Publicada no Diário Eletrônico em 19/10/2022
Ementa
ICMS – Crédito – Aquisição de gado em pé de outro Estado – Valor real da operação.
I. Na aquisição interestadual de gado bovino, em que o Estado de origem tenha fixado pauta fiscal superior à estabelecida em lei complementar ou em acordo firmado entre os Estados, o contribuinte paulista apenas pode se apropriar do crédito correspondente até o valor fixado em pauta paulista e/ou o montante do preço corrente de mercado (Comunicado CAT-74/1994).
II. Caso o contribuinte comprove, através de documentos comerciais hábeis, o valor pago na aquisição dos bovinos, o direito ao crédito do imposto relativo à referida entrada deverá ser calculado sobre o valor da operação.
III. Caso tenha sido destacado, em documento fiscal, valor superior ao efetivamente cobrado pelo Estado de origem, o excesso não poderá ser apropriado como crédito pelo estabelecimento paulista adquirente (artigo 61, § 5º do RICMS/2000).
IV. O contribuinte pode se apropriar dos créditos de forma extemporânea, decorrentes das operações alcançadas por benefício tributário reinstituído nos termos do Convênio ICMS 190/2017 e da Lei Complementar Federal nº 160/2017, desde que realizadas a partir da data em que foi formalizada sua reinstituição nos termos regulamentados pelo CONFAZ.
Relato
1. A Consulente, produtora rural, que tem como atividade principal registrada no Cadastro de Contribuinte de ICMS do Estado de São Paulo (CADESP) a “criação de bovinos para corte” (código 01.51-2/01 da Classificação Nacional de Atividades Econômicas – CNAE), relata que adquire gado em pé para criação junto de fornecedores estabelecidos em outras unidades da Federação e que também realiza aquisição interna e interestadual de alguns insumos utilizados no processo de criação.
2. Faz menção a diversos dispositivos normativos, dentre eles o Comunicado CAT-74/1994, o qual trata das operações interestaduais cujo imposto foi recolhido por pauta fiscal em outro Estado, o artigo 155 da Constituição Federal, o artigo 19 da Lei Complementar nº 87/1996 e o artigo 59 do Regulamento do ICMS paulista (RICMS/2000), os quais tratam, em suma, do princípio da não cumulatividade e do direito de se creditar do imposto anteriormente cobrado.

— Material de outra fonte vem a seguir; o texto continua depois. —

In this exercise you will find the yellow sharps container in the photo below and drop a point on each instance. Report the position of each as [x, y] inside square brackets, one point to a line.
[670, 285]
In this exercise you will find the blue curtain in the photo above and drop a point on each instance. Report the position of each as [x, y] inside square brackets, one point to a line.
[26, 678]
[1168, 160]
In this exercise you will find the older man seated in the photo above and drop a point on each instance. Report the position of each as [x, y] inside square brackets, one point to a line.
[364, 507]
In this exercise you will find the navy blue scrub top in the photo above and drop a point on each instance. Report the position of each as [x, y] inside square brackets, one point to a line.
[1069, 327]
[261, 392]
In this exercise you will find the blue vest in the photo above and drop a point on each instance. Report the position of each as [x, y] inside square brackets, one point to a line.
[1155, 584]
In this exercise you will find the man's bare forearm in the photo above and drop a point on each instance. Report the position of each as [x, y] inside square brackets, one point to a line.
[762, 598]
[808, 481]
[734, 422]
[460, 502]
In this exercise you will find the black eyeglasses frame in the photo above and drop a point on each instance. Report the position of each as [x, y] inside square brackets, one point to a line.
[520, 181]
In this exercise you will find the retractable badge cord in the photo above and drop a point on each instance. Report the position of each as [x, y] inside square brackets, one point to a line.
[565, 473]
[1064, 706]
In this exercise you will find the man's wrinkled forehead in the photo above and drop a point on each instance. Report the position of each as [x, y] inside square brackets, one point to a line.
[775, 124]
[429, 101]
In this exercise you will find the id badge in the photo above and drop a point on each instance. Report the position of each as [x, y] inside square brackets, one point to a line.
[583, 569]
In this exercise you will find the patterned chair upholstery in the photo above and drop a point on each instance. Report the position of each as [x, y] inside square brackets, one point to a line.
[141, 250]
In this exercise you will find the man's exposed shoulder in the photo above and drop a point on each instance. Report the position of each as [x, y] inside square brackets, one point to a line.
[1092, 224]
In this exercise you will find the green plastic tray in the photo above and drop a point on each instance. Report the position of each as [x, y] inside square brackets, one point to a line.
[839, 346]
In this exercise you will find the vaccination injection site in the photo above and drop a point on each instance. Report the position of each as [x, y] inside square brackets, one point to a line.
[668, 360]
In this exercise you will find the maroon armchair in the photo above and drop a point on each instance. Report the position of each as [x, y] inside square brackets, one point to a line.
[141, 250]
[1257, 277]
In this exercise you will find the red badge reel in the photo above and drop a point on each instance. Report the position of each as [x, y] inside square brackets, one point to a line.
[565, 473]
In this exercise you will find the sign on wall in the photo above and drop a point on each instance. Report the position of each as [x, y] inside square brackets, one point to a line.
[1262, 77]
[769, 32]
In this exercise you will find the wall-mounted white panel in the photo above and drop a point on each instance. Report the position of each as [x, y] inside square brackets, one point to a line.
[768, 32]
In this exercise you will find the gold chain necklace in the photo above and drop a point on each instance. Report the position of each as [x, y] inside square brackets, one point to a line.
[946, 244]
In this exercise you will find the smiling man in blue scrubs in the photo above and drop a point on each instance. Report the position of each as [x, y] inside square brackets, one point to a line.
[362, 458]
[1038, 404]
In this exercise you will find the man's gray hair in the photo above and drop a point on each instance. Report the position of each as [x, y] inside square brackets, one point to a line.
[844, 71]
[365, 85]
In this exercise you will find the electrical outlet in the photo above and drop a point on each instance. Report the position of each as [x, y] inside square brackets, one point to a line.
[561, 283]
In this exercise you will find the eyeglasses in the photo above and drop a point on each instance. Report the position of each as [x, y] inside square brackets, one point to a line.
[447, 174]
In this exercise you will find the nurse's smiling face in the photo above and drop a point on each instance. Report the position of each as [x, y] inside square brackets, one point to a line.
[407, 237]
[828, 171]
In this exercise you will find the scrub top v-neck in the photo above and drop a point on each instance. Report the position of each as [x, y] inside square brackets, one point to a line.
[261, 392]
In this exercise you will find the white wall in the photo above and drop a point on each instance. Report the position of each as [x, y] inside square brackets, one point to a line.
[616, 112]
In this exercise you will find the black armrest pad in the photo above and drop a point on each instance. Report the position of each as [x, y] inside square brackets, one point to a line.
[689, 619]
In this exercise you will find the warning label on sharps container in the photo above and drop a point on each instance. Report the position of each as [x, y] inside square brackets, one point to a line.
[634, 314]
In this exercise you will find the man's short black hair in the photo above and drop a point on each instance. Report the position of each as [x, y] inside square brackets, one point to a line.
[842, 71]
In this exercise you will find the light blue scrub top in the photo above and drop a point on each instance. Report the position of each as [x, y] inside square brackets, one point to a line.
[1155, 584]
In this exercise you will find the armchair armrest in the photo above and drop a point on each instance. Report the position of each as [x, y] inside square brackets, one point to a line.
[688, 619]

3. Informa que, para determinação do crédito do ICMS a ser aproveitado, faz um comparativo entre os valores definidos em pauta paulista, pauta do Estado de origem da mercadoria e aqueles eventualmente recolhidos por GNRE (Guia Nacional de Recolhimento de Tributos Estaduais), ressaltando que se apropria do menor deles.
4. Cita trechos da Resposta à Consulta Tributária nº 5166/2015, publicada por este órgão consultivo, entendendo versar sobre o mesmo assunto aqui em discussão, e , ao final, questiona se poderá se apropriar do crédito relativo ao valor integral do imposto recolhido pelo fornecedor na GNRE, desde que comprovado o recolhimento do imposto na saída da mercadoria, tendo como base o valor real da operação.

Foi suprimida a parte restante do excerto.